Enter the information for the data source you want to register.
- Name: Enter up to 50 characters using English uppercase and lowercase letters, numbers, and underscores (_). The first character must be an English letter.
- Source type: Select a single supported JDBC (various source types to be added later).
- Connection: Select a connection created for the data you want to use from those registered in Data Catalog.
Click [Create].
- The added data source is displayed in the Data source dropdown menu and in the list shown when you click the [Manage data source].
- By selecting an item from the Data source drop-down menu, you can view the data imported through the connection in a tree format.
- You are now ready to run queries using the database of the added data source. For more information on how to run queries, see Run and manage query.

Note

The data source is created by referencing the connection information in the Data Catalog service. If the connection information in the Data Catalog service changes after you add a data source, delete the data source and add it again.

Data source details

Connection and usage methods may vary depending on the data source type.

Data Catalog

Data Query integrates schema information collected from the Data Catalog service for direct use in queries. Data Catalog is automatically added upon subscription, without a separate data source registration process.

Caution

The following tables collected in Data Catalog are not available for viewing data in Data Query:

Tables with their location specified as individual files
- As in the following example, if a table's location is specified as a file, Data Query cannot retrieve data from the table.
  Example:
  - Location where you can view data: s3a://test-bucket/database-name/table-name/
  - Location where you cannot view data: s3a://test-bucket/database-name/table-name/data.csv
    - In Data Catalog, tables scanned in this manner typically contain multiple data structures within a single directory.
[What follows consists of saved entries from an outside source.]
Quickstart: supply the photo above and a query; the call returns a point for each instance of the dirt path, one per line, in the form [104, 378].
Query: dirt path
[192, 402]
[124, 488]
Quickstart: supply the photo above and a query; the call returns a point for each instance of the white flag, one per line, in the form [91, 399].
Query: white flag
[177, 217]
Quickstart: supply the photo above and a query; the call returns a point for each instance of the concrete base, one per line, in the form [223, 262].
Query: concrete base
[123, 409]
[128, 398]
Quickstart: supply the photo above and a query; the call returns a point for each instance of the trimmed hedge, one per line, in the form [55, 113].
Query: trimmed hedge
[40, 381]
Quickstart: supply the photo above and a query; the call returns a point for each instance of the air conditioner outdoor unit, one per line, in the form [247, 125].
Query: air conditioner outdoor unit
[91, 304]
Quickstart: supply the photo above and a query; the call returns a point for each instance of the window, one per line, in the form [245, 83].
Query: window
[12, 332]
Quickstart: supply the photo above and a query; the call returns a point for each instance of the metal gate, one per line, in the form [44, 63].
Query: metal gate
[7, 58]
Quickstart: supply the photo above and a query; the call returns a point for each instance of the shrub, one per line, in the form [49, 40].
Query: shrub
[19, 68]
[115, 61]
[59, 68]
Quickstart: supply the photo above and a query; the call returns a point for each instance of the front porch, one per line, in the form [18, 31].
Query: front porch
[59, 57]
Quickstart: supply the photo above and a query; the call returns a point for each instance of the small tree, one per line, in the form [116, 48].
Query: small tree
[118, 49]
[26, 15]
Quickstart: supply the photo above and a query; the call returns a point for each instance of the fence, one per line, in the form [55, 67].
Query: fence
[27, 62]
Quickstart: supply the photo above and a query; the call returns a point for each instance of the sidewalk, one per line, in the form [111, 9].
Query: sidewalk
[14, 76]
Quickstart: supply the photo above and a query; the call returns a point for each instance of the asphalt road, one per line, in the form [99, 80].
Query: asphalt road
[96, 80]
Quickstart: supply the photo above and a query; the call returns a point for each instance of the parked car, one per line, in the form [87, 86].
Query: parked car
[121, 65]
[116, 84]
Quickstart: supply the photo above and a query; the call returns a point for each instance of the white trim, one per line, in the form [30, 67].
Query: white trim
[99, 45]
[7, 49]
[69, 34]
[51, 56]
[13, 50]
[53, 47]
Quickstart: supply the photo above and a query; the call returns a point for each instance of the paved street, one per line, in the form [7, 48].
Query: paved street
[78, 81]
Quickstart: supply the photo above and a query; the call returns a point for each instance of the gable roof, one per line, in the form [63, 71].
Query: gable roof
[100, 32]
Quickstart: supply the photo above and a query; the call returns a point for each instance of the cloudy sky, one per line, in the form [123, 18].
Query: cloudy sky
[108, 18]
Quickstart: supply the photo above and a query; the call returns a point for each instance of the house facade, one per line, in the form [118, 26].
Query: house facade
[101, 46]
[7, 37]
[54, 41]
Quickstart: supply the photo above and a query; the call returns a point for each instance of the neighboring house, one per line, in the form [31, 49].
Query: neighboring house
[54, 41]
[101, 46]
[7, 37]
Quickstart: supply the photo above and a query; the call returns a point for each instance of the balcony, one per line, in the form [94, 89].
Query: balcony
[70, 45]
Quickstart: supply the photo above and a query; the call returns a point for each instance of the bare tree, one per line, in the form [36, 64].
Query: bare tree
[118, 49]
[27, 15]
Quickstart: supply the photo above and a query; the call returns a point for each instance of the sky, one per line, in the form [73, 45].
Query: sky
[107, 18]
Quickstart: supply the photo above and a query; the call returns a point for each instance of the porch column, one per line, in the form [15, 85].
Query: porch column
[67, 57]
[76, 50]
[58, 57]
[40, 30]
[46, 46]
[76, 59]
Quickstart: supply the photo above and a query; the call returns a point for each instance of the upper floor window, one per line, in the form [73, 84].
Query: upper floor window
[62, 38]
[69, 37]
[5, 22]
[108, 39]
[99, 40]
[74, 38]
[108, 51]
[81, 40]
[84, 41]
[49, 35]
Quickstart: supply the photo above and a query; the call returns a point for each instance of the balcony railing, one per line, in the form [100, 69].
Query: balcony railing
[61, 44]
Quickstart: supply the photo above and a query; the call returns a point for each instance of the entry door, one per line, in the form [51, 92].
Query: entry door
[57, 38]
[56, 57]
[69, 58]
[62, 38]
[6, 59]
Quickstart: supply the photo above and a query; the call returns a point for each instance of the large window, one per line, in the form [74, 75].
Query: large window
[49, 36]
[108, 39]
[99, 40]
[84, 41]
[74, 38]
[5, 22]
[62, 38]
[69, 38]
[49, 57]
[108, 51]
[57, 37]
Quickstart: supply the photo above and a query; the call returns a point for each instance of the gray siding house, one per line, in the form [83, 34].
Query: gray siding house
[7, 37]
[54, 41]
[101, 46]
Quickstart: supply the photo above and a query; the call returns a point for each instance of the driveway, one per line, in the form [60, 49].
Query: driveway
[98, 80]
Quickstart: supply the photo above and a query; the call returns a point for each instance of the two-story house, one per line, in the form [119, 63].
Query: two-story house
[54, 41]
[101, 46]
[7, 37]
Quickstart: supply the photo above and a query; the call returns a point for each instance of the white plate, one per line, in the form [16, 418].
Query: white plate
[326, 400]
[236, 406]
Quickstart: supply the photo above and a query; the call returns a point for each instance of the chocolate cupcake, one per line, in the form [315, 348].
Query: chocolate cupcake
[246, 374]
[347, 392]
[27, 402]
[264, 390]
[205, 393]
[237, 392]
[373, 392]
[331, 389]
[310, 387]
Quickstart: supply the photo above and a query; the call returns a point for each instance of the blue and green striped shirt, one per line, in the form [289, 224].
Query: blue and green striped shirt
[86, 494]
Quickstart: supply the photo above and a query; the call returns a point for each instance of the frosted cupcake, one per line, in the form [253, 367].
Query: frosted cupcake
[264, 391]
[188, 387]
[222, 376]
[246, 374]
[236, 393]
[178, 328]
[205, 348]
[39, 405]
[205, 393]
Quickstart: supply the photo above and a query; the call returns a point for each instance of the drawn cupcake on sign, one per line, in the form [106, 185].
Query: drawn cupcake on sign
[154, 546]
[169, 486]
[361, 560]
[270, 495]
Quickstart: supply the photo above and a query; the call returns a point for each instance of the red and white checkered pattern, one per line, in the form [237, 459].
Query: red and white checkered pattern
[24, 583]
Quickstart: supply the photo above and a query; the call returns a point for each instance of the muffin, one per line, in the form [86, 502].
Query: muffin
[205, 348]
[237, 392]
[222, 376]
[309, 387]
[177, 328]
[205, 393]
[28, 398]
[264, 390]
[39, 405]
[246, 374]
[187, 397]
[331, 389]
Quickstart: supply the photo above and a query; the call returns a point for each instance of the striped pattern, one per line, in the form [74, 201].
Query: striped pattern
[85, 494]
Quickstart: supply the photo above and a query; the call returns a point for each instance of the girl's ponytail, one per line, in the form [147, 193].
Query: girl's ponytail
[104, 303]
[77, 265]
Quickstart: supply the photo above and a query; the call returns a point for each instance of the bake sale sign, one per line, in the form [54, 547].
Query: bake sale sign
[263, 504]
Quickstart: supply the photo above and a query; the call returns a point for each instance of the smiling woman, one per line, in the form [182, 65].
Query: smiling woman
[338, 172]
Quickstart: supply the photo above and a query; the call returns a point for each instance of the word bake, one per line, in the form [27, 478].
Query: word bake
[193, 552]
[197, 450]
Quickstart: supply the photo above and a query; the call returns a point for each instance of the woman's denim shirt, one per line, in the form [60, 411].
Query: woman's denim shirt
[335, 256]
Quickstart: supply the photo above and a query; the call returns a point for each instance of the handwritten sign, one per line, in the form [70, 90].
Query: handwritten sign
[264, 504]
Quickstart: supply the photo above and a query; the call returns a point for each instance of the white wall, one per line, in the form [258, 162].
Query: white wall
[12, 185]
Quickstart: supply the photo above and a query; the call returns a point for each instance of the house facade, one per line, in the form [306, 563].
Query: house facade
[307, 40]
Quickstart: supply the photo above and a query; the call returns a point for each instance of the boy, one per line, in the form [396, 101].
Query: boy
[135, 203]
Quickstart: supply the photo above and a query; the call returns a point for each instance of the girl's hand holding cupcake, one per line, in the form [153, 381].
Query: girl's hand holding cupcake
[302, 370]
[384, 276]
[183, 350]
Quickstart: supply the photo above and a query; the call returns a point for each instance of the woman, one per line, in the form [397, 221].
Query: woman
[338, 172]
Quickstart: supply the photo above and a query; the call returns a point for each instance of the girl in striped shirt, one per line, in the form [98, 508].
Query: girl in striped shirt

If you separate the data into individual directories in Object Storage and then run the scanner, the table location is correctly recognized as a directory.
Tables with their location set to an internal path within the service
- CLOUD_DB_FOR_MYSQL
- CLOUD_DB_FOR_MSSQL
- CLOUD_DB_FOR_POSTGRESQL
- CLOUD_DB_FOR_MONGODB
- JDBC
- Tables with their location set to HDFS of Cloud Hadoop
- Among these types of tables, those using MySQL, MSSQL, and PostgreSQL can view data after creating and connecting a JDBC data source. (A JDBC Connection can be created in Data Catalog using a public IP address.)

Public Data

The Data Query service provides public data sources that can be used for queries by default.
Selecting public_data from the data source list displays it. The specific list of databases included in the source is subject to change.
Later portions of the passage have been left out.